Mohon tunggu...
Ummu Fatimah
Ummu Fatimah Mohon Tunggu... Mahasiswa - Do the best

Speak your idea for the better future

Selanjutnya

Tutup

Ilmu Sosbud

Masifnya Korupsi di Negeri Tersekulerisasi

11 Januari 2025   22:29 Diperbarui: 11 Januari 2025   22:29 15
+
Laporkan Konten
Laporkan Akun
Kompasiana adalah platform blog. Konten ini menjadi tanggung jawab bloger dan tidak mewakili pandangan redaksi Kompas.
Lihat foto
Ilmu Sosbud dan Agama. Sumber ilustrasi: PEXELS

 

            Masyarakat Indonesia akhir tahun 2024 di hebohkan dengan putusan pengadilan atas korupsi tambang timah yang merugikan negara senilai 271 T. Pengadilan memutuskan terdakwa dikenai hukuman 6,5 tahun penjara dan denda 1 Milyiar rupiah (CNBC.Indonesia 23/12). Hukuman yang diberikan dinilai sangat tidak sesuai dengan kerugian yang dialami oleh negara. Pasalnya, jika dibandingkan dengan kasus lain seperti kasus nenek Asyani yang didakwa mencuri tujuh batang kayu jati, akan terlihat ketimpangan yang nyata. Nenek Asyani saat itu putuskan oleh pengadilan dikenai hukuman bui selama 7 tahun, waktu yang lebih lama dibandingkan korupsi Timah senilai trillyunan rupiah (Kumparan.com, 2/1). Fakta ini menambah deret buram penuntasan korupsi di Indonesia. Hukuman yang diberikan dinilai tidak mampu menjerakan bahkan masyarakat banyak membuat parodi "mending korupsi, asal mapan dan kaya".

Jerat Hukum Sekuler 

            Faktanya permainan sanksi terdakwa korupsi ataupun tindak kejahatan lain sering dipertontonkan dimuka publik. Masyarakat sudah tidak kaget dengan narasi hukum bisa dimanipulasi sesuai kepentingan sana sini. Hakikatnya, hukum merupakan alat untuk mengedukasi masyarakat agar tidak melakukan tindak kejahatan ataupun penyimpangan.

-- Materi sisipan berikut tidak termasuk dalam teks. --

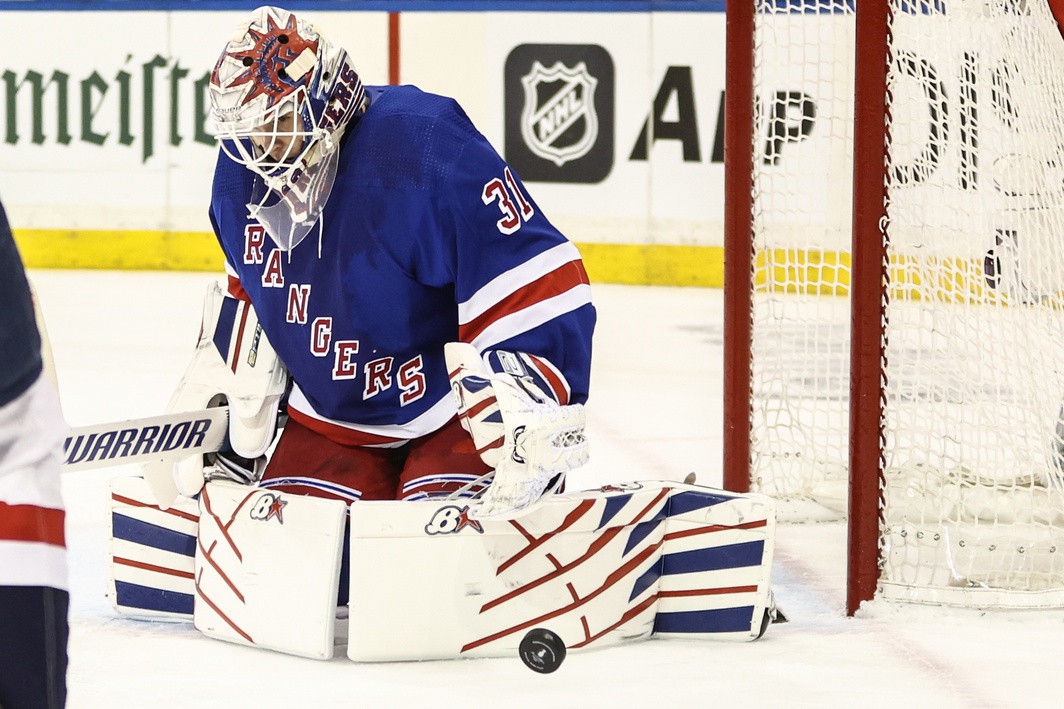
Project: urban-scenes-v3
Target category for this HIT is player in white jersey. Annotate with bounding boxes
[0,194,69,709]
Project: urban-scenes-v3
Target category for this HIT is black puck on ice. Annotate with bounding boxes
[517,628,565,675]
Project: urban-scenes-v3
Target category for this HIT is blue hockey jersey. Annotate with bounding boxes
[211,86,595,446]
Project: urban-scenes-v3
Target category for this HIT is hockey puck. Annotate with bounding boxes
[517,628,565,675]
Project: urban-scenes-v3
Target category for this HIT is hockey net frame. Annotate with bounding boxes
[724,0,1064,615]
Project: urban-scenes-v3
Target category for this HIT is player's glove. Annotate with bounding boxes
[444,343,588,517]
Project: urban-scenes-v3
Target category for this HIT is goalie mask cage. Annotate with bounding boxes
[724,0,1064,614]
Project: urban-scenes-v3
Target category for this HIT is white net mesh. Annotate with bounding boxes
[751,0,1064,606]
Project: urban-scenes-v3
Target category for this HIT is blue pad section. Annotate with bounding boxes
[654,606,753,632]
[115,581,194,616]
[111,512,196,557]
[662,541,765,575]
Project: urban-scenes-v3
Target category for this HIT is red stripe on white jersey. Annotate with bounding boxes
[0,502,66,546]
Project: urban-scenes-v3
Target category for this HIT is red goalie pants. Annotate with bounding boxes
[262,418,491,502]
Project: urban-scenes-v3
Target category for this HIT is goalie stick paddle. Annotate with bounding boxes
[63,407,229,473]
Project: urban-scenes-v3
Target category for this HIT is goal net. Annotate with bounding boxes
[725,0,1064,613]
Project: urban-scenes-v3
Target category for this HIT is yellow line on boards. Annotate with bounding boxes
[15,229,736,287]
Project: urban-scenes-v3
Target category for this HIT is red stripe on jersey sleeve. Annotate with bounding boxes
[228,276,251,302]
[459,261,591,342]
[0,502,66,546]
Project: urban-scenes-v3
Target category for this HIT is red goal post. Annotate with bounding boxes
[724,0,1064,614]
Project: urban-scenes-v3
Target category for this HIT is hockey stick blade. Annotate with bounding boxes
[63,407,229,473]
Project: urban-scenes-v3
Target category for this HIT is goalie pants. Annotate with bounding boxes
[262,417,491,502]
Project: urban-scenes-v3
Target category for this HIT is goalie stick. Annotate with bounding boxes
[63,407,229,472]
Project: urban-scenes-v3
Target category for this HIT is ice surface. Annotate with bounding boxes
[31,270,1064,709]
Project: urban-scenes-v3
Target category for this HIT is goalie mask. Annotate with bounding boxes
[211,6,365,250]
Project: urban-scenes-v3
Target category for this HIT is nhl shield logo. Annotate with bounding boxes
[521,62,598,167]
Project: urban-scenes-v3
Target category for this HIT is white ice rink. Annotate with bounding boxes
[31,270,1064,709]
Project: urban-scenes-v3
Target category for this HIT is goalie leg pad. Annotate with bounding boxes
[107,476,199,622]
[194,481,347,659]
[654,484,776,641]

Hukum dengan sifat tegas dan mengikat harus mampu memberikan dampak "menjerakan" dan "menakuti" orang orang yang sudah melakukan ataupun belum melakukan tindak kejahatan, termasuk korupsi di dalamnya.

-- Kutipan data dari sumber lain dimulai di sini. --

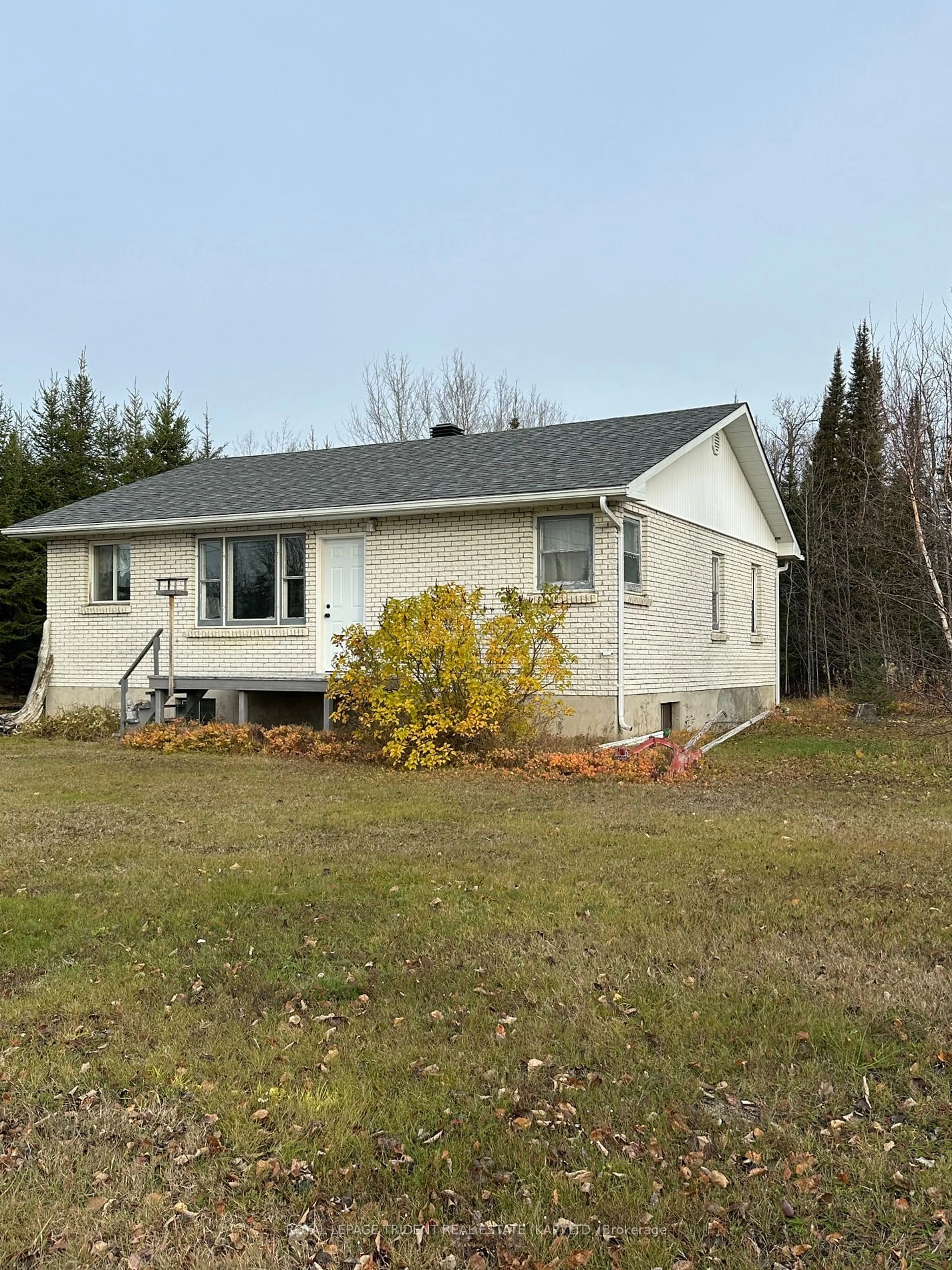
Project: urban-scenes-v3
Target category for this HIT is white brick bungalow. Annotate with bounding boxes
[4,404,800,735]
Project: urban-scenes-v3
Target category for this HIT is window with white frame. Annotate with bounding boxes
[198,533,305,626]
[89,542,132,604]
[750,564,760,635]
[711,551,723,631]
[538,516,594,591]
[625,516,642,591]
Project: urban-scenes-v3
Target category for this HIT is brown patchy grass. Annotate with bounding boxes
[0,706,952,1270]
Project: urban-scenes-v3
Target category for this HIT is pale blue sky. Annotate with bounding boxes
[0,0,952,440]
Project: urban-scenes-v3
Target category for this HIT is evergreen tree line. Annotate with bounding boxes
[0,356,212,695]
[768,312,952,700]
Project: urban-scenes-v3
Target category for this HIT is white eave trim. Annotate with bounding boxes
[7,485,637,539]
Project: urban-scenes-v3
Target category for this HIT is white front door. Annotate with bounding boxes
[320,539,363,670]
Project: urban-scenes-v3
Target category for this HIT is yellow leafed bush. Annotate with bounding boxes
[327,583,575,768]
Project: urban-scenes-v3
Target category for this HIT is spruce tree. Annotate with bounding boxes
[195,401,225,458]
[122,380,151,484]
[842,321,884,495]
[146,375,194,476]
[28,353,103,510]
[810,348,847,485]
[0,395,46,696]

            Namun, kenyataan mengapa hukum hari ini mudah untuk dimanipulasi, berkaitan erat dengan paradigma sekuler yang telah mengakar pada sistem peradilan khas negara Kapitalisme sekuler. Sekulerisme sebagai paham yang memisahkan agama dari kehidupan termasuk dalam aspek hukum, menghasilkan konsekuensi bahwa setiap pihak boleh menentukan standart hukumnya masing masing. Hal ini, mengakibatkan ukuran hukuman yang diperoleh terdakwa tidak jelas sebab tidak memiliki parameter apapun. Sehingga hukuman yang diberikan bisa disesuiakan dengan kepentingan dan kebutuhan. Paradigma ini juga mendorong terbentuknya pasal pasal karet pada undang undang.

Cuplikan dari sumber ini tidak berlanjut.